Прихожу в себя в палате, окруженная приборами и трубками. Все такое белое, что даже смотреть больно. Только темная Сашкина макушка рядом с моей рукой останавливает меня, чтобы не провалиться обратно в забытье. Он спит на кресле возле меня, уткнувшись лицом в мою кровать. Хочу погладить по голове, но рука не слушается.
— Сааааш, — хриплю я. Во рту пересохло, поэтому хрип выходит еле слышимым, но этого достаточно, чтобы муж поднял голову. Он тоже какой-то ватный и двигается еле-еле, но как только понимает, что я в сознании, резко подскакивает.
— Саня, Санечка моя, ты очнулась, — он прижимается к моей щеке, а потом так же резко отрывается, и куда-то убегает. Возвращается уже с врачом. Следующие пятнадцать минут меня рассматривают как неведомую зверушку, задают какие-то вопросы.
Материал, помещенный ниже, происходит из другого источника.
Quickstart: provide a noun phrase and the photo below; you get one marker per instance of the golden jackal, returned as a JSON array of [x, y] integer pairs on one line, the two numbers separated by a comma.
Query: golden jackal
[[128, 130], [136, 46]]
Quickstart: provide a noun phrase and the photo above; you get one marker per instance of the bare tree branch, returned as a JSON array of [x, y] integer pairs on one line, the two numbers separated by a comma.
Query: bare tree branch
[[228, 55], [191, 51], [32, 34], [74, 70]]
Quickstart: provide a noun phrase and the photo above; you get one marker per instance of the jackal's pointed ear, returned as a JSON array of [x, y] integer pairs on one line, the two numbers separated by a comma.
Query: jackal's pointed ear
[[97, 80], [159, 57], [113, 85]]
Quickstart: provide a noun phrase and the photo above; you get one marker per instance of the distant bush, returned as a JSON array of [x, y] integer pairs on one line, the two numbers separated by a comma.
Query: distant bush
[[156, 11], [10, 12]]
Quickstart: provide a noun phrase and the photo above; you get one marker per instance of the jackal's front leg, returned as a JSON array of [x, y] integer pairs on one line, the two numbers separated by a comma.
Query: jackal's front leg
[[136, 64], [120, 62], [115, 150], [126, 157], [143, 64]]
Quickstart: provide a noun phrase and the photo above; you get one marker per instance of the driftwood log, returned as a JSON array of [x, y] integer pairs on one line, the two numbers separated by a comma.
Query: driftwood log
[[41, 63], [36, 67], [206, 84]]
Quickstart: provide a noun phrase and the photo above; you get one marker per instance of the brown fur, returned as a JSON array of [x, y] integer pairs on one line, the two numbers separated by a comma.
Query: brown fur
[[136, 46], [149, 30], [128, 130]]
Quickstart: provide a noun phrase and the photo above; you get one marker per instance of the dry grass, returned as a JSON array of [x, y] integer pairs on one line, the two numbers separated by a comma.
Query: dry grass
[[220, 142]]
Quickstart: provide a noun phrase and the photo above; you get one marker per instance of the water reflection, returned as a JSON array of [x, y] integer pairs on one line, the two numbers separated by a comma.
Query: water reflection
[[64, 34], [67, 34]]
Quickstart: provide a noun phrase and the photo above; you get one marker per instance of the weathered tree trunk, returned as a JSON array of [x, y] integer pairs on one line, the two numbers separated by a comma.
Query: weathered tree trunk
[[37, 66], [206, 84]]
Дают что-то выпить. Замеры — давление, температура, тонус.
Сашка все это время стоит рядом и молчит. Кажется, мне надо спросить у него что-то. Но ни один из вопросов мне не нравится. Я опять боюсь ответов. И вот врач, удовлетворившись увиденным, наконец-то уходит. И мы остаемся вдвоем. Сашка опять придвигает кресло ближе ко мне. Садится и берет меня за руку.
— Как же ты меня напугала! Я с вами за эту неделю поседел, — наклоняет свою голову. — Смотри, поседел же? Потом сама скажешь: «Нафига мне седой муж».
Кажется, он шутит.
— Саааш.
— Да, моя хорошая?
Я не знаю, какой вопрос выбрать из всех, поэтому начинаю просто:
— Как?
— Как все прошло? Так себе прошло, если честно. Ты родила, а потом вдруг кровотечение открылось, что-то там с плацентой. Но из пуповины успели кровь взять. Сознание ты потеряла, да и три дня в реанимации потом пролежала. Ну и еще четыре дня просто спала, я даже не знал, что такое бывает.